Because of the rising cost of real estate, we have a greater obligation than ever to use our buildings wisely and efficiently. In our church building, most of the rooms, including the offices have been or are being converted from person-specific to task-specific.
The main pastor’s office doesn’t even have a desk in it. Instead, it’s outfitted with a couch, armchairs and a coffee table, making it a more efficient space for staff and board meetings, and a more welcoming room for others to use when they need it.
Another office is open for anyone to use for private conversations, team projects or whatever need we may have.
Over the last several years, my office sat empty for most of the week, since most of my work doesn’t require me to be on site. That meant a lot of space wasted for much of the week.
And, even though others were always welcome to use it when I wasn’t there, they could never completely shake the feeling that they were intruding on my space when they used it.
Multiple-use rooms are here to stay. Including office space. Because of the price of land, good stewardship demands greater cost-efficiency.
4. An Office Can Reinforce A Punch-the-Clock Mentality
Some people need an office or designated room because their job requires their physical presence.

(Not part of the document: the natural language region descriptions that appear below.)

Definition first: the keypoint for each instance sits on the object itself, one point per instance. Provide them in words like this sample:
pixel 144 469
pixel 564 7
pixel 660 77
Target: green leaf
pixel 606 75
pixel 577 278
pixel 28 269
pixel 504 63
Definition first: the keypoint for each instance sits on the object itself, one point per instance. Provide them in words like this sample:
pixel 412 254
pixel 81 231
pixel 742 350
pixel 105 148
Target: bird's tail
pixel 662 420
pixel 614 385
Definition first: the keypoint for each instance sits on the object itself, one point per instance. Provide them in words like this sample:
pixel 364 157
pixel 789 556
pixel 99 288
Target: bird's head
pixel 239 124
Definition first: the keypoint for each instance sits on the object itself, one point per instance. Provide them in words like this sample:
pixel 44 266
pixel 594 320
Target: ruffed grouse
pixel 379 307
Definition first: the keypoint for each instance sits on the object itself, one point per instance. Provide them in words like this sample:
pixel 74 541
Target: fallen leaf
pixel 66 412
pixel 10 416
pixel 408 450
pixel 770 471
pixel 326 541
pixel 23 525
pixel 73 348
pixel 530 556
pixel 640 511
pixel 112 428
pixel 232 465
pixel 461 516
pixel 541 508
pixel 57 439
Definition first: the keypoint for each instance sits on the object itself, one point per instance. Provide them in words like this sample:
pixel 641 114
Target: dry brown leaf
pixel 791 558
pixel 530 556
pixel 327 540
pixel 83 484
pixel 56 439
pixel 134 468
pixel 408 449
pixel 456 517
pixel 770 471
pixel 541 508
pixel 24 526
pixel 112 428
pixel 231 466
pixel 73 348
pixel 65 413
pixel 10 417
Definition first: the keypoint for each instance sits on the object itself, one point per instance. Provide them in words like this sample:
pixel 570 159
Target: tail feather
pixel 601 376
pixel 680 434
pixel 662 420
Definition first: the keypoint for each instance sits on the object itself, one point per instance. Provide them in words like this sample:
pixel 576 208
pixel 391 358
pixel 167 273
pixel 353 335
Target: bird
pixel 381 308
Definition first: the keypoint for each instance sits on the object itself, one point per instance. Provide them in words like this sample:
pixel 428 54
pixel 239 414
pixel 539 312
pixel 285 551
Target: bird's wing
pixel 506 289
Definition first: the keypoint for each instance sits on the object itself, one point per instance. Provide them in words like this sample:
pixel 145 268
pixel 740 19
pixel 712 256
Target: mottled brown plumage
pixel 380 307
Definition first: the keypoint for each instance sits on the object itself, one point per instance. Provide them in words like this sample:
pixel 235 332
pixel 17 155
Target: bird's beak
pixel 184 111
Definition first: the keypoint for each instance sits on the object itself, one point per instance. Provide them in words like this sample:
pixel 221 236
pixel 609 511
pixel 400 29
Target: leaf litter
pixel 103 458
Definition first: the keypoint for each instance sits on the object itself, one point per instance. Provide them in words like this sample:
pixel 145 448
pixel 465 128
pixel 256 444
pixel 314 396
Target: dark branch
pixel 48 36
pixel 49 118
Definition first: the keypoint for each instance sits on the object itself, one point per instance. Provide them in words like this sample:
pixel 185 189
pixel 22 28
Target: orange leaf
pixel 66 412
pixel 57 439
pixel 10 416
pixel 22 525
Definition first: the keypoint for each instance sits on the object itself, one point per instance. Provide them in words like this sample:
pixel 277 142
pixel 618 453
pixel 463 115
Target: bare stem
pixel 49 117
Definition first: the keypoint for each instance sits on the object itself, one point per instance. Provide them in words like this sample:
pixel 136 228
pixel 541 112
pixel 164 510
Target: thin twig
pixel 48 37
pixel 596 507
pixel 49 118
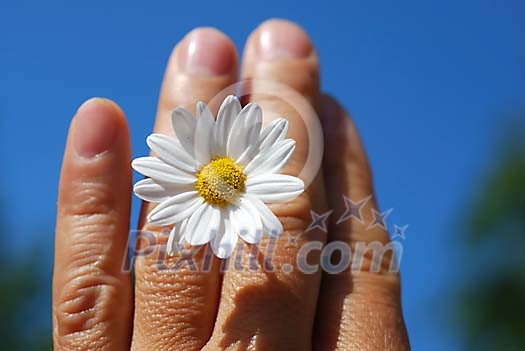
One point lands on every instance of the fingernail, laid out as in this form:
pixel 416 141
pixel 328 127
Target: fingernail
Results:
pixel 94 127
pixel 206 52
pixel 281 39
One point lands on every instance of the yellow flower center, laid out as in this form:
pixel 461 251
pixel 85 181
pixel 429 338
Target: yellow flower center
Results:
pixel 221 181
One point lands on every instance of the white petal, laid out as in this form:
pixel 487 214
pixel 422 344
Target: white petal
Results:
pixel 175 209
pixel 271 224
pixel 228 113
pixel 225 241
pixel 152 191
pixel 246 221
pixel 171 152
pixel 245 130
pixel 184 125
pixel 272 159
pixel 270 135
pixel 203 224
pixel 205 124
pixel 176 237
pixel 159 170
pixel 273 133
pixel 274 187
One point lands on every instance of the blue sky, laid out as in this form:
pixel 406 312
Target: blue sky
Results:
pixel 428 83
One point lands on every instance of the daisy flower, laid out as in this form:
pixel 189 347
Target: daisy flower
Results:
pixel 213 180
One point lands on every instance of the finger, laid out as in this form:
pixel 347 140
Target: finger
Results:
pixel 175 310
pixel 274 311
pixel 359 308
pixel 91 294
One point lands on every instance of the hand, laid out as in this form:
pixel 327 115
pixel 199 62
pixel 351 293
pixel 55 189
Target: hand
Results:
pixel 94 307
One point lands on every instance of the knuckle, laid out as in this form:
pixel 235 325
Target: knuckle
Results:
pixel 88 198
pixel 82 310
pixel 171 306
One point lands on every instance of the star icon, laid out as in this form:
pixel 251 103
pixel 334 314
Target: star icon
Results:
pixel 400 231
pixel 292 240
pixel 318 221
pixel 353 209
pixel 380 218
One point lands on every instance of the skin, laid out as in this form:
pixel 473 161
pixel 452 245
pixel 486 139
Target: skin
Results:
pixel 95 305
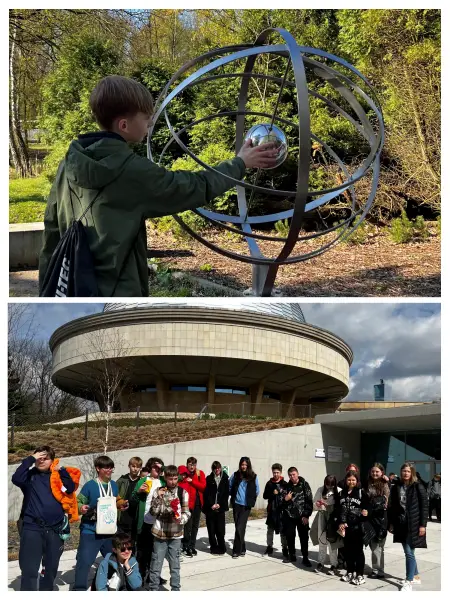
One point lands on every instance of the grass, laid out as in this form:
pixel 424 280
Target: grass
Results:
pixel 69 440
pixel 27 199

But if you don’t need to be in an office, yet you show up regularly anyway, it’s often the result of one of two things: habit, or control.
If it’s a good habit, keep doing it. If it’s a bad one, break it.
If it’s about control, that needs to be recognized and excised. If you don’t punch a clock, but show up in the office like you do punch a clock, you’re probably living under a mentality that ties your job performance to the hours you put in, rather than your effectiveness.
Sometimes that demand is put upon us by others, like congregation members or the church council. But in most cases, it’s a burden we’ve placed on our own shoulders. And it’s completely unnecessary.